There are several errors in your code. Consider this (I put comments where corrections were needed)
n=0;
eps=1;
a=0.1; %You need a way smaller parameter to converge!
x=[1;1];
A = [6 -3/2 ; -3/2 8]; %You have a bilinear positive definite form,
%you may use matrix form for convenience
while eps>1e-12 && n<100 %You had wrong termination conditions!!
gradf=2*A*x; %(gradf in terms of matrix)
f=x'*A*x; %you need to update f every iteration!!

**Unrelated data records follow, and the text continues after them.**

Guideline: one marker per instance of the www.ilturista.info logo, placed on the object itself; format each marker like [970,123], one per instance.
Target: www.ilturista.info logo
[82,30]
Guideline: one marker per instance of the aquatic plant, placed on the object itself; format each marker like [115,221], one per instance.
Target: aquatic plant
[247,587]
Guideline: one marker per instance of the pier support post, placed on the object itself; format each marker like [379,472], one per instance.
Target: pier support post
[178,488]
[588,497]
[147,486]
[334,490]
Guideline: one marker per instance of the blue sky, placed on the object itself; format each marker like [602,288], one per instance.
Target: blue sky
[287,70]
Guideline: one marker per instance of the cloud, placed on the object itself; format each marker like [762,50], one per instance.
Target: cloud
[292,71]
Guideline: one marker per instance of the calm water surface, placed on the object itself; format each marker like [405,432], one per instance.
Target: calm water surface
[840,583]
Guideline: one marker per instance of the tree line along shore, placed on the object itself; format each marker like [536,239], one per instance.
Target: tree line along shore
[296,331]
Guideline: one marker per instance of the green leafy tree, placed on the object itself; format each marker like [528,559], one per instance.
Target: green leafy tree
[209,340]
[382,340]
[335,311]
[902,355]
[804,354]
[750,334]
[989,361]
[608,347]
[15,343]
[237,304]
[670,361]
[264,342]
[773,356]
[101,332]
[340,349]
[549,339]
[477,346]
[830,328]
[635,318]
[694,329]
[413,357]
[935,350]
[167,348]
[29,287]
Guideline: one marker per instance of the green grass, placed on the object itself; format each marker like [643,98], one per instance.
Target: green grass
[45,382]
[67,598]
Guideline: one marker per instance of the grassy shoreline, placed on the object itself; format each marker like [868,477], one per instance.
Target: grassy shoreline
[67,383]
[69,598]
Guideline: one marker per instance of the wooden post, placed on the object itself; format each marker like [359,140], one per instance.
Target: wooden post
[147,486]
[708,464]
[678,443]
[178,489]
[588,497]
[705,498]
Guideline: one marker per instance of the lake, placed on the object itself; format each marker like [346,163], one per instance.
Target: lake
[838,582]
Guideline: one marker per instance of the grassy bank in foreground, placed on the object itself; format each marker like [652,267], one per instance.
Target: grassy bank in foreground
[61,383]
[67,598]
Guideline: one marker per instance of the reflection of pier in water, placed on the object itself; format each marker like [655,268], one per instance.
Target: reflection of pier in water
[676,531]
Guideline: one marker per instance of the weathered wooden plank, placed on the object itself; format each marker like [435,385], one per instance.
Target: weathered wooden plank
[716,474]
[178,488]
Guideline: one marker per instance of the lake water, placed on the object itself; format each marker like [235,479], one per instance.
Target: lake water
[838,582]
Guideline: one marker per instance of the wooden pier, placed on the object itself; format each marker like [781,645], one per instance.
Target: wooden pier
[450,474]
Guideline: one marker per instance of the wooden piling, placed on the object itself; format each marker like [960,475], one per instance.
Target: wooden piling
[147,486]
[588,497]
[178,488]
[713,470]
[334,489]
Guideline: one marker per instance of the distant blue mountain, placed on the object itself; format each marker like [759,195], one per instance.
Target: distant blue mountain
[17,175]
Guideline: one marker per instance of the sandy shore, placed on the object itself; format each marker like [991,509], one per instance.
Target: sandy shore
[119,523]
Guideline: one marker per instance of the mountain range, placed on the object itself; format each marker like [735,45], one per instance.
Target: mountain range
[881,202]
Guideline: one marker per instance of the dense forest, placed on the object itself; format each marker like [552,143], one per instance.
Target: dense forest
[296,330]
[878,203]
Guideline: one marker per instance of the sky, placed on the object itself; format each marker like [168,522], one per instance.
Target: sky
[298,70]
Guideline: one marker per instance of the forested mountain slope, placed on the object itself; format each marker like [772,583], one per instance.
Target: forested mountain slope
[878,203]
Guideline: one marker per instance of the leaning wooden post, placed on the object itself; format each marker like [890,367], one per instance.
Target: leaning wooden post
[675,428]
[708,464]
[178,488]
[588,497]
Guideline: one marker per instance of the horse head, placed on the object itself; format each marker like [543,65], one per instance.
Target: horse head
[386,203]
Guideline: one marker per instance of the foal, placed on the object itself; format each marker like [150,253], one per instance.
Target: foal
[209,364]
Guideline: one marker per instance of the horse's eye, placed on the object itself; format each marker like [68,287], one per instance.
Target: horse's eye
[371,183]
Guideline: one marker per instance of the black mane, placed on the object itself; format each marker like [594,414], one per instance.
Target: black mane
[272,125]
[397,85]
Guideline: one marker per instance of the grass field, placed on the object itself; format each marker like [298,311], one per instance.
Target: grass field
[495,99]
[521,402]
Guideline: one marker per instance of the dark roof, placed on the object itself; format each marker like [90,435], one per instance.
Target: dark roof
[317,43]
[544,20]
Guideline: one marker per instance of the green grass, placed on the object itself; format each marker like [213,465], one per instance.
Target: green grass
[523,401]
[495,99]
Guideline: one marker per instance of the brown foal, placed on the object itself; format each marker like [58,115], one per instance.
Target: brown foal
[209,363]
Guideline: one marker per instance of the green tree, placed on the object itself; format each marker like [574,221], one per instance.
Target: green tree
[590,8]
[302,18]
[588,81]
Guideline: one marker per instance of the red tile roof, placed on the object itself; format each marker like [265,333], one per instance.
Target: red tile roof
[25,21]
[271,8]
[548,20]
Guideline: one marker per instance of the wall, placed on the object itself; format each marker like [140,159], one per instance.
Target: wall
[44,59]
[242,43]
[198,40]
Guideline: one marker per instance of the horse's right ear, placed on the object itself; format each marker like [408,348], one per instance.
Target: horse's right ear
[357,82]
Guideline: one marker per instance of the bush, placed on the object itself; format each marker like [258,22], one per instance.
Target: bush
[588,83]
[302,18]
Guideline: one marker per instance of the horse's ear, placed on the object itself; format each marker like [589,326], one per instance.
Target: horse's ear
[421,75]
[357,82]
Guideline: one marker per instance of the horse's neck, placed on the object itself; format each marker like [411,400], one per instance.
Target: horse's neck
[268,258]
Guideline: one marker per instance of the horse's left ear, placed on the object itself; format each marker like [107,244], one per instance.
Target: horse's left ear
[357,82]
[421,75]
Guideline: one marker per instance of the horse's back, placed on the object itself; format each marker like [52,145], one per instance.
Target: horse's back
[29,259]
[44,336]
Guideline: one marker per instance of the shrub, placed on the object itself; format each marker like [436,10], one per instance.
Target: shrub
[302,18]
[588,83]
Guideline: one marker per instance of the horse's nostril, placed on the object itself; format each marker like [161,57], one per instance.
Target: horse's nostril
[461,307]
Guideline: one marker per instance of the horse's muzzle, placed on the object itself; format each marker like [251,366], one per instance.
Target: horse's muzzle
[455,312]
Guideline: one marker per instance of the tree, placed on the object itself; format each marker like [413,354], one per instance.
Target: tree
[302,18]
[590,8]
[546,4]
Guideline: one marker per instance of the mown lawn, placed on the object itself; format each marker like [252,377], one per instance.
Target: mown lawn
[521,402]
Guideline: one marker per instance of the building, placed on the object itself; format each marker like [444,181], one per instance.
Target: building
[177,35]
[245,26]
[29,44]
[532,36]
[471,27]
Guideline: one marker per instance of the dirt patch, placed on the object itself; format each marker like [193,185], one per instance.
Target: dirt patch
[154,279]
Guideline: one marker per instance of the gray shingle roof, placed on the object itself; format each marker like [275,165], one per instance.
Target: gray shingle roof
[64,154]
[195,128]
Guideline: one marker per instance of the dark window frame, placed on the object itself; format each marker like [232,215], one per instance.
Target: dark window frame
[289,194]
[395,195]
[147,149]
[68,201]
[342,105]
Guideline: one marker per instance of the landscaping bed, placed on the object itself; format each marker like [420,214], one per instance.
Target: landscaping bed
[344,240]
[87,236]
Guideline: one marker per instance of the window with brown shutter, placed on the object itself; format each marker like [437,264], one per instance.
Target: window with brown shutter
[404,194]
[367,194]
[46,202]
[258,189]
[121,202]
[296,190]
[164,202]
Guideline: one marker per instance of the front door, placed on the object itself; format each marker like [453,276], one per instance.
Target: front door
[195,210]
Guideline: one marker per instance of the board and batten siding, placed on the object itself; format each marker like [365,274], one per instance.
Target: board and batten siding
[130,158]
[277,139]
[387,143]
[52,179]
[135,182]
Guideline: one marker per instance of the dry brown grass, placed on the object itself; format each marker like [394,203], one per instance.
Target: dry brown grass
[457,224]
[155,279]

eps=(norm(gradf)/(1+abs(f)))
disp(eps > 1e-12)
x=x-a*gradf;
%Now you can see the orbit towards minimum
plot(x(1),x(2),'o'); hold on
n=n+1;
end
n
x
eps
for instance with the current value a=.1 I get
n = 100
eps = 1.2308e-011
x =
1.0e-012 *
-0.2509
0.4688
That is I had to perform 100 iteration because my epsilon is still above the threshold. If I allow 200 iterations I get
n = 110
eps =
7.9705e-013
x =
1.0e-013 *
-0.1625
0.3036
I.e. 110 iterations are sufficient.
Case of a general f (i.e. not a quadratic form).
You can use, for instance, function handles, i.e. you define (before the while)
foo = @(x) 6*x(1)^2+8*x(2)^2-3*x(1)*x(2);
foo_x = @(x) 12*x(1)-3*x(2);
foo_y = @(x) 16*x(2)-3*x(1);
then, in the while you substitute
gradf = [foo_x(x);foo_y(x)];
f = foo(x);
P.S. for what concerns the while cycle, please keep in mind that you keep on iterating while you are not satisfied with your precision (eps>1e-12) AND your total number of iteration is below a given threshold (n<100).
Consider also that you are working in finite precision: a numerical algorithm can never reach the analytic solution (i.e. what you have with infinite precision and infinite iterations), therefore, you always have to set a threshold (eps, which should be above the machine precision \approx1e-16) and that is your 0.